Wypowiedzenia poszły w ruch
W ostatnim czasie oliwy od ognia dolało wprowadzenie nowego regulaminu organizacyjnego i planowana redukcja etatów. Według propozycji dyrektor zwolnione miały zostać cztery osoby, a głównymi kryteriami miały być: osiągnięcie wieku emerytalnego oraz liczba dni spędzonych od stycznia 2019 roku do listopada roku ubiegłego na zwolnieniu lekarskim. Część załogi zarzucała, że całkowicie pominięto ocenę merytoryczną, a zaproponowane warunki miały doprowadzić do zwolnienia niewygodnych dla dyrekcji pracowników merytorycznych.
Z pracą mieli się pożegnać: główny konserwator, dwoje kustoszów odpowiedzialnych za większość muzealnych ekspozycji i adiunkt z wykształceniem konserwatorskim. W ostatnią środę pod nieobecność dyrektor Bender-Motyki (do końca roku miała przebywać na zwolnieniu lekarskim) wypowiedzenia wręczył im wicedyrektor Wiesław Szajewski, proponując rozstanie za porozumieniem stron, z możliwością pracy do końca lipca 2022 roku. Na propozycję przystała tylko jedna osoba. Pozostałym rozwiązano umowy za wypowiedzeniem, zwalniając z obowiązku świadczenia pracy. – Co w praktyce oznacza, że z końcem roku odeszły z muzeum. W czwartek musiały zdać wszystkie służbowe rzeczy – słyszymy od muzealnej załogi.

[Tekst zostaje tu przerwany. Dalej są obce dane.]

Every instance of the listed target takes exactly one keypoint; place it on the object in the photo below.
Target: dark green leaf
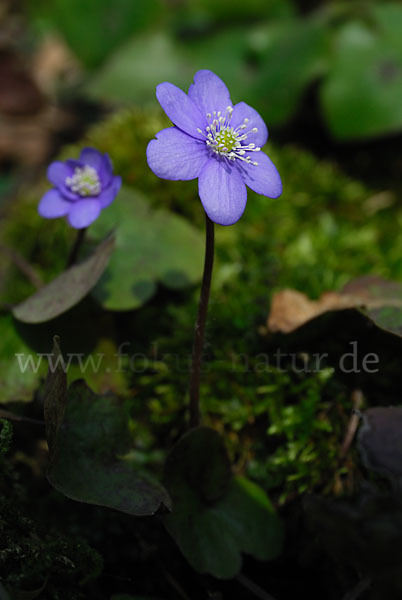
(134, 70)
(296, 54)
(151, 246)
(361, 96)
(216, 517)
(19, 376)
(67, 289)
(380, 440)
(95, 27)
(90, 463)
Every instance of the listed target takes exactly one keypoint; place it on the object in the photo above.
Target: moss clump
(325, 229)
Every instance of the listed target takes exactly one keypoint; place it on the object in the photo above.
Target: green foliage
(16, 384)
(88, 456)
(66, 290)
(361, 94)
(215, 517)
(6, 436)
(95, 28)
(162, 246)
(32, 560)
(295, 241)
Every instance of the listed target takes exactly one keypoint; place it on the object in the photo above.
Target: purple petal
(222, 191)
(176, 155)
(100, 162)
(243, 111)
(53, 205)
(209, 92)
(107, 195)
(180, 109)
(263, 178)
(58, 171)
(83, 213)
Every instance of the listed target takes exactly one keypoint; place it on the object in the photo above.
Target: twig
(23, 265)
(358, 590)
(254, 588)
(175, 585)
(5, 414)
(72, 258)
(200, 325)
(3, 593)
(357, 402)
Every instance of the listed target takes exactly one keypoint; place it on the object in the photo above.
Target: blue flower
(215, 141)
(82, 189)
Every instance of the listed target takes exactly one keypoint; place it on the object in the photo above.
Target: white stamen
(85, 181)
(227, 141)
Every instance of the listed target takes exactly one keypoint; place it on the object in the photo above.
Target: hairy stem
(72, 258)
(200, 325)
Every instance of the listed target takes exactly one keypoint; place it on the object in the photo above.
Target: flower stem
(72, 258)
(200, 325)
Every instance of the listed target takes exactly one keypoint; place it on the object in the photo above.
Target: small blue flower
(82, 189)
(215, 141)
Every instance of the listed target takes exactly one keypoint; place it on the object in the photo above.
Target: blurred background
(327, 78)
(326, 74)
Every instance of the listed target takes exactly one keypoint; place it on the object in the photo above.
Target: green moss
(325, 229)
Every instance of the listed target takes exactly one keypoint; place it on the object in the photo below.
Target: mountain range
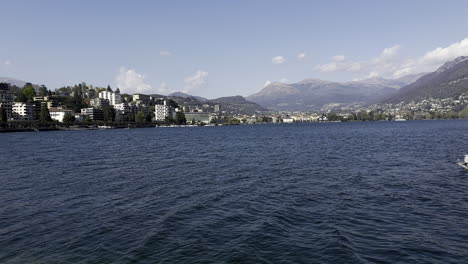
(450, 80)
(312, 94)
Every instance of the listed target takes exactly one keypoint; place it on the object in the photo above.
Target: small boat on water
(464, 163)
(399, 118)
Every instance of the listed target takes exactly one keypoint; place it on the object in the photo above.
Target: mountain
(312, 94)
(230, 104)
(450, 80)
(12, 81)
(185, 95)
(237, 104)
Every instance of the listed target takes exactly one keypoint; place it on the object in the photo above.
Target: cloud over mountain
(390, 64)
(278, 60)
(129, 81)
(196, 81)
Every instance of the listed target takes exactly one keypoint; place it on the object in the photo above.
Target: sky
(224, 48)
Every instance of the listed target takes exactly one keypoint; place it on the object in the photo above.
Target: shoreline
(133, 126)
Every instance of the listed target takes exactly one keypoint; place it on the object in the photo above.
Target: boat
(464, 164)
(399, 118)
(104, 127)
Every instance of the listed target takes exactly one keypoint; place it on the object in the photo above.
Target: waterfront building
(114, 98)
(99, 103)
(7, 98)
(92, 113)
(162, 110)
(59, 113)
(197, 117)
(141, 99)
(22, 111)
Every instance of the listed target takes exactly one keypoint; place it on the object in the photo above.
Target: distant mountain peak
(185, 95)
(450, 64)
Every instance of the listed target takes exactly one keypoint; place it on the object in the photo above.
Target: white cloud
(129, 81)
(163, 88)
(196, 81)
(338, 58)
(282, 80)
(390, 64)
(165, 53)
(339, 64)
(433, 59)
(268, 82)
(278, 60)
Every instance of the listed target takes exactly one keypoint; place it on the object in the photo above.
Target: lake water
(361, 192)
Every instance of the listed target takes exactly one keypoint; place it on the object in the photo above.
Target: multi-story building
(114, 98)
(22, 111)
(141, 98)
(197, 117)
(7, 98)
(163, 110)
(59, 113)
(92, 113)
(99, 103)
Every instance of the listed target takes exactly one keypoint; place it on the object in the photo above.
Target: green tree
(180, 119)
(172, 103)
(109, 114)
(43, 91)
(169, 120)
(140, 117)
(68, 118)
(3, 117)
(44, 115)
(20, 97)
(149, 117)
(29, 91)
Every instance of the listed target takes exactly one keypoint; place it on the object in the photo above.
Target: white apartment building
(22, 111)
(6, 99)
(114, 98)
(161, 111)
(59, 113)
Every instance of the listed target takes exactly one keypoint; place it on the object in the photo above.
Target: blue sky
(221, 48)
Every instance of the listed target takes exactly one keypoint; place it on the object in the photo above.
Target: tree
(20, 97)
(149, 117)
(140, 117)
(109, 114)
(44, 115)
(29, 91)
(180, 119)
(68, 118)
(43, 90)
(3, 117)
(172, 103)
(169, 119)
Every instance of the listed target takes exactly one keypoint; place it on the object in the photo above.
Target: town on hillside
(84, 105)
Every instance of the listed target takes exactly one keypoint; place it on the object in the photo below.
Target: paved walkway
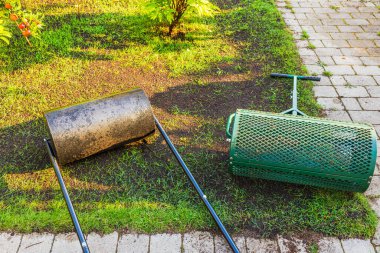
(336, 38)
(171, 243)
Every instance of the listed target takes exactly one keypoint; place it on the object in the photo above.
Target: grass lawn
(96, 48)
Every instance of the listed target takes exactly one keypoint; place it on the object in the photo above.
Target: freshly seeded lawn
(96, 48)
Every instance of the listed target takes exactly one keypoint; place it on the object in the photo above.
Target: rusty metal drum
(88, 128)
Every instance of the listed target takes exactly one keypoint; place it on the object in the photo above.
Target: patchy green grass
(99, 48)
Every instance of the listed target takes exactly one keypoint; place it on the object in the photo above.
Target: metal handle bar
(73, 216)
(312, 78)
(197, 188)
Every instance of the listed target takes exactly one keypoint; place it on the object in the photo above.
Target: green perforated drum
(302, 150)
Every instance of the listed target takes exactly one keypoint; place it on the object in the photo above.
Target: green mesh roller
(301, 149)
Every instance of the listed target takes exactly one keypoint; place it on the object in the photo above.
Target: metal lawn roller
(292, 147)
(85, 129)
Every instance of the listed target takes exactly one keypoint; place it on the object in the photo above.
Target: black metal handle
(197, 188)
(70, 207)
(312, 78)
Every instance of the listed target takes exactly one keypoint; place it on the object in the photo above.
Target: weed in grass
(311, 46)
(348, 85)
(327, 73)
(313, 248)
(304, 35)
(334, 7)
(322, 64)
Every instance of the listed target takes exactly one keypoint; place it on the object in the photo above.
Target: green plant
(327, 73)
(4, 33)
(304, 35)
(27, 23)
(313, 248)
(311, 46)
(170, 12)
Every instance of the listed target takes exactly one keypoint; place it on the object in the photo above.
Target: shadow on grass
(148, 172)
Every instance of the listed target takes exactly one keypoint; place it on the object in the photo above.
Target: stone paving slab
(133, 243)
(357, 245)
(165, 243)
(9, 243)
(330, 245)
(100, 244)
(221, 245)
(33, 243)
(202, 242)
(66, 243)
(291, 245)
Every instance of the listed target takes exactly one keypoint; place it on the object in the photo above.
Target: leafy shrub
(13, 19)
(170, 12)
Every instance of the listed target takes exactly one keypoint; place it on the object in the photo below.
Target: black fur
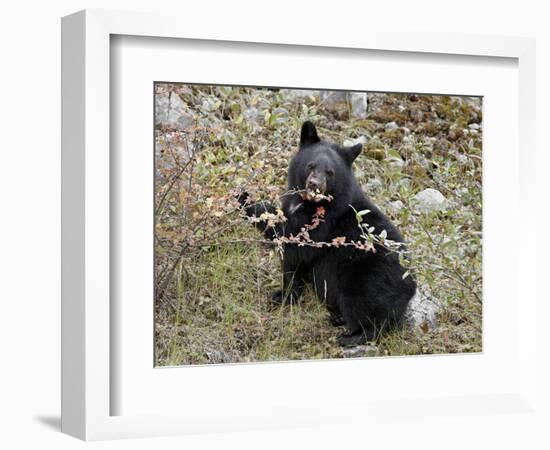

– Uważam, że złożona propozycja była korzystna dla pracowników. Mimo długich rozmów, część z nich jej nie przyjęła. Mam nadzieję, że zmienią decyzję, ale na to potrzeba czasu – komentuje wicedyrektor Szajewski. I dodaje, że ze spokojem czeka na wyniki kontroli PIP, która bada procedurę związaną z wypowiedzeniami. Protokół pokontrolny powinien być gotowy w najbliższych dniach.
Odmienne zdanie przyczyną konfliktu?
O przeprowadzenie kontroli do PIP zwrócili się związkowcy z „Solidarności”, którzy stanęli w obronie zwalnianych pracowników. – Nie można dyskryminować ludzi dobrze wykonujących swoją pracę ze względu na wiek. W mojej ocenie pani dyrektor ma swoje spojrzenie na świat i wydaje jej się, że każdy patrzy tak samo. Ale niekoniecznie tak jest. Dyrekcja nie ma doświadczenia muzealnego, dlatego wydaje mi się, że racje leży po stronie pracowników merytorycznych. Część z nich nie boi się wyrażać swojego zdania, często odmiennego z poglądami szefostwa i to jest powód konfliktu – ocenia Marian Król, przewodniczący regionu środkowo-wschodniego NSZZ „Solidarność”. Po Nowym Roku rozmowę z panią dyrektor na temat zwolnień zapowiedział też wicemarszałek województwa Zbigniew Wojciechowski.